Miami-Dade County, Florida

Miami-Dade County has 68 Qualified Opportunity Zones, and, with Miami (and the entire South Florida area) being one of the most appealing places for real estate investing, it could be an ideal area for Opportunity Fund investing. While foreign investment in Miami may not be as hot as it once was, it’s still extremely high. In fact, between August 2017 and July 2018, foreign buyers purchased $22.9 billion in real estate in the Miami area. With gentrification creeping into many of the city’s neighborhoods, such as the acclaimed Wynwood area, Miami is a particularly promising market, especially for multifamily investors gearing their sights toward long-term appreciation.

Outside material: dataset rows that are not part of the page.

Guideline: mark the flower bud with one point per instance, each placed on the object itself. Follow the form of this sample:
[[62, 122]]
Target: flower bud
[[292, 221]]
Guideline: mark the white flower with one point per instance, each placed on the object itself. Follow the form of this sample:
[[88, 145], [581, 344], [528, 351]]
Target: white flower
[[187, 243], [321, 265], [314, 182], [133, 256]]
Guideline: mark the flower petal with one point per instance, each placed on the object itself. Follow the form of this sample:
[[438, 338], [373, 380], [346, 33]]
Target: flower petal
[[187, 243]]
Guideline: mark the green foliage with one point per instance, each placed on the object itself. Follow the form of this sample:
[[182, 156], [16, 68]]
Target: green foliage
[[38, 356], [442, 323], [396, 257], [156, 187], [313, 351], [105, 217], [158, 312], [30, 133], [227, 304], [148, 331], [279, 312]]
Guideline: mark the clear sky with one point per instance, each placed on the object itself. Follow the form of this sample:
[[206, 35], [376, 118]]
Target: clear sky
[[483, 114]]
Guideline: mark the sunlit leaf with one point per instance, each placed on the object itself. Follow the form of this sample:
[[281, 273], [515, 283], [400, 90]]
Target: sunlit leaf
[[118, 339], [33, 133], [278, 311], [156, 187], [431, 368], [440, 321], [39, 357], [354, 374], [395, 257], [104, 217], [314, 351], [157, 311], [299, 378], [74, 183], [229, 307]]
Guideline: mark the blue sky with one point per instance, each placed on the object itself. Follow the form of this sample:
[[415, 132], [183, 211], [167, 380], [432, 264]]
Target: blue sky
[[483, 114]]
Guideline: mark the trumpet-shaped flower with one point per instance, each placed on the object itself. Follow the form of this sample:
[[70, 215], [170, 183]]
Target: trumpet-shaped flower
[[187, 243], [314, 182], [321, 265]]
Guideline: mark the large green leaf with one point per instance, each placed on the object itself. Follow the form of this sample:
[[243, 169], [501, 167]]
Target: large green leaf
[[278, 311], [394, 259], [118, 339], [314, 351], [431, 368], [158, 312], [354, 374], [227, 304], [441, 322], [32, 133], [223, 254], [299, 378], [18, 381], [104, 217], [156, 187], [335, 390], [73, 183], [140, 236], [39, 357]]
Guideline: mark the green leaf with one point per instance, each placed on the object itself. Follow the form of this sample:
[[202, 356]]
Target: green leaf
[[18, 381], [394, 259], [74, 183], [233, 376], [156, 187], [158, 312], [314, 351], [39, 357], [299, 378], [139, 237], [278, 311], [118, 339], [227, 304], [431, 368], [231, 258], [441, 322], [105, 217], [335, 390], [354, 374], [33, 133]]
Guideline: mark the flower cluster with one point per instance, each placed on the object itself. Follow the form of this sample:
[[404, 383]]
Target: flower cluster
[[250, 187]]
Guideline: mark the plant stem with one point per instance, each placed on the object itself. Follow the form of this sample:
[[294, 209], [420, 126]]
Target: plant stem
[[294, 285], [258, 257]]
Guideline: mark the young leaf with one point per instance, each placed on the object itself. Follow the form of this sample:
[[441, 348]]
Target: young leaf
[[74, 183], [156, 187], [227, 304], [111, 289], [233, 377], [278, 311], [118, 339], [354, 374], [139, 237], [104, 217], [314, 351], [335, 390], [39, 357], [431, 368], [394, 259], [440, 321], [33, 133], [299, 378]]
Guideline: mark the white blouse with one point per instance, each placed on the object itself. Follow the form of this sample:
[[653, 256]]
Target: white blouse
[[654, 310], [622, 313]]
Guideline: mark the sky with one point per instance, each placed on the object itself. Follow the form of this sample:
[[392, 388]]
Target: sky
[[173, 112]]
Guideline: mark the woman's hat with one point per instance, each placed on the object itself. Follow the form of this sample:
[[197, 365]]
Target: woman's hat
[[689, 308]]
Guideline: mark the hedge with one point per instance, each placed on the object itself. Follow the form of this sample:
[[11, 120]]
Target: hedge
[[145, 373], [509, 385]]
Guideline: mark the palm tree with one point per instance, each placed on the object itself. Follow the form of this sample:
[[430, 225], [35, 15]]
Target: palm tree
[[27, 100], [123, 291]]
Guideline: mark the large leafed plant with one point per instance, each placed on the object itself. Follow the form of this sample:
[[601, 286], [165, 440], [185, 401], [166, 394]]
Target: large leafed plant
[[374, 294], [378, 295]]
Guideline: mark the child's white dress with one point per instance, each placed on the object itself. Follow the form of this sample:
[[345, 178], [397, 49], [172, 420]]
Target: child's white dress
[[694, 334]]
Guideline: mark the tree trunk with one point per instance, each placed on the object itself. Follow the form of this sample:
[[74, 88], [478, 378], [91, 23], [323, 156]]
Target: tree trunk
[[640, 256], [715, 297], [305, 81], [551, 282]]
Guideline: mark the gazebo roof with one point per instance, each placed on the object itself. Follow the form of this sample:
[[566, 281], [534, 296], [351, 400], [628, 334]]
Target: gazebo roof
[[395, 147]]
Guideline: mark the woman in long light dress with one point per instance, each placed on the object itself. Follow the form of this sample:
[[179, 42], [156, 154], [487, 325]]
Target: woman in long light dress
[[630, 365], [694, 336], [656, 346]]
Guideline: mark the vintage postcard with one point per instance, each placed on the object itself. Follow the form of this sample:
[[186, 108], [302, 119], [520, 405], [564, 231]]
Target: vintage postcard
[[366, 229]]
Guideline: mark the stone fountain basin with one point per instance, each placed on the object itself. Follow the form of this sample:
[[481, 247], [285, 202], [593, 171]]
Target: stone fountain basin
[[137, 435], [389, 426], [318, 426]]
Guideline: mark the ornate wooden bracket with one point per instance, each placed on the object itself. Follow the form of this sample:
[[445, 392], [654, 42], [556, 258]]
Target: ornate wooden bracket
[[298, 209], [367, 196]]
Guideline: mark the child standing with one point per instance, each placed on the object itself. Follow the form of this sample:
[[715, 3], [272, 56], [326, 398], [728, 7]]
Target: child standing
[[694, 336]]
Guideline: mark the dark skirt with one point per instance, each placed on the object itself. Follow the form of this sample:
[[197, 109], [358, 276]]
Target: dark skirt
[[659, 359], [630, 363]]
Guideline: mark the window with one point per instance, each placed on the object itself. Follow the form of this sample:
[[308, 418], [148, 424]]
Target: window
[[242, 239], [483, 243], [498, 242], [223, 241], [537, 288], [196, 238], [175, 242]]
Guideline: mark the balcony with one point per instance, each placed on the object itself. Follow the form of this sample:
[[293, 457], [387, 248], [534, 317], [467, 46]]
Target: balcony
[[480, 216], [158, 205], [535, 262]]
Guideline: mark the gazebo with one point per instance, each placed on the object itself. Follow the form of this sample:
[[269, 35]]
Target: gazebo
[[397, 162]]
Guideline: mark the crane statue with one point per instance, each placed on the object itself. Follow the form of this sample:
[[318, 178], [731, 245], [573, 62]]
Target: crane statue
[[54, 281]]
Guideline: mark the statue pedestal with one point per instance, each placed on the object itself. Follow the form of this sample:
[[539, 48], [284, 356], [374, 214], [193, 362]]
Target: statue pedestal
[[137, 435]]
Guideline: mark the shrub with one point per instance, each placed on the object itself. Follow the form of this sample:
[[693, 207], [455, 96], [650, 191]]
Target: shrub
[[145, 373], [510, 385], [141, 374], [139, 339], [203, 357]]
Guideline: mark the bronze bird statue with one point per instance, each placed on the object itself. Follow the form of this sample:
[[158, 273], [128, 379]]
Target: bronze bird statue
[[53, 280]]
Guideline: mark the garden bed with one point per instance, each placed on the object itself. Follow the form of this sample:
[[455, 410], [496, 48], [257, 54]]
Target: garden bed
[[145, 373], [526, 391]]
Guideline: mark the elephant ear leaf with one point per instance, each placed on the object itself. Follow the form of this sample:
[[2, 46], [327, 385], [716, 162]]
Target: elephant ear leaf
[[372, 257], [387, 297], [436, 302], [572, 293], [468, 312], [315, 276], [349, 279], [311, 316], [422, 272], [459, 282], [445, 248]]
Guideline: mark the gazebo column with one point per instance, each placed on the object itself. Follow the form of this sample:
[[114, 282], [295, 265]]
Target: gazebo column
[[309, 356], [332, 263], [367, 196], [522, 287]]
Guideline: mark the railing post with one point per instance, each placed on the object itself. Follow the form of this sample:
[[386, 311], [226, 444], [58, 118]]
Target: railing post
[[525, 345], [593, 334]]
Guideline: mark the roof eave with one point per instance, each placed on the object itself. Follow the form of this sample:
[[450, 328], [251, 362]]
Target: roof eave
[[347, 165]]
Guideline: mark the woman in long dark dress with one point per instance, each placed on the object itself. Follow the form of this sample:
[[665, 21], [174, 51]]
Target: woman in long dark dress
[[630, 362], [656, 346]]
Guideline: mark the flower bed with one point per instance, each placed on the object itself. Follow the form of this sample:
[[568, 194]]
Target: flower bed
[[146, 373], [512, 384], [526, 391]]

It may also be important to note that foreign investors may also take advantage of the Opportunity Zones program— and many may wish to attempt to combine it with the EB-5 program, which allows eligible investors to receive permanent U.S. residency if they invest at least $500,000 in a job creating project in an eligible low-income area. Investors will only be able to utilize the full tax advantages of the Opportunity Zones program if they already have taxable gains in the U.S., but they can still eliminate their capital gains tax basis for any appreciation their investment makes while in an Opportunity Fund.

The Phoenix, Arizona Area

Right now, the Phoenix, Arizona area is one of the fastest growing economies in the U.S., with job growth in the area expected to exceed 48% in the next decade. In addition, the surrounding cities of Tempe, Chandler and Mesa are particularly high-growth areas which also happen to host several Opportunity Zones. Chandler, with a population of more than 250,000, is home to multiple corporate headquarters, including Orbital ATK, Microchip Technology, and InfusionSoft, as well as hosting large regional offices for banks like Wells-Fargo and Bank of America.

The Austin, Texas Area

Austin is the fastest growing large city in the United States, with a growth rate of more than 6% per year between 2011 and 2016, more than twice the national average. And, with 21 Qualified Opportunity Zones, Opportunity Fund investors have a wide variety of options to choose from. However, Opportunity Zone investors in Austin may need to work within city guidelines in order to seriously develop inside the city. In 2017, Austin Mayor Steve Adler convened an anti-displacement task force in order to combat the displacement of lower-income city residents, which means that city officials may not be predisposed toward developments that accelerate the area’s rate of gentrification. Instead, smart investors may wish to look toward affordable housing, including projects funded with the Low Income Housing Tax Credit (LIHTC).

New Orleans, Louisiana

While it may not be on most people’s investing agendas, New Orleans could be a diamond in the rough for Opportunity Zone investors, especially larger institutions who may wish to take advantage of the Historic Tax Credit (HTC) program. The HTC program allows investors to take a 20% tax credit against qualified rehabilitation expenses (QREs) of restoring a eligible historic buildings that will be put to income-generating commercial use. The downtown New Orleans area has multiple Opportunity Zones overlapping with National Register of Historic Places Historic Districts, which means that there are a wide swath of potential properties that Opportunity Fund managers could potentially acquire and rehabilitate.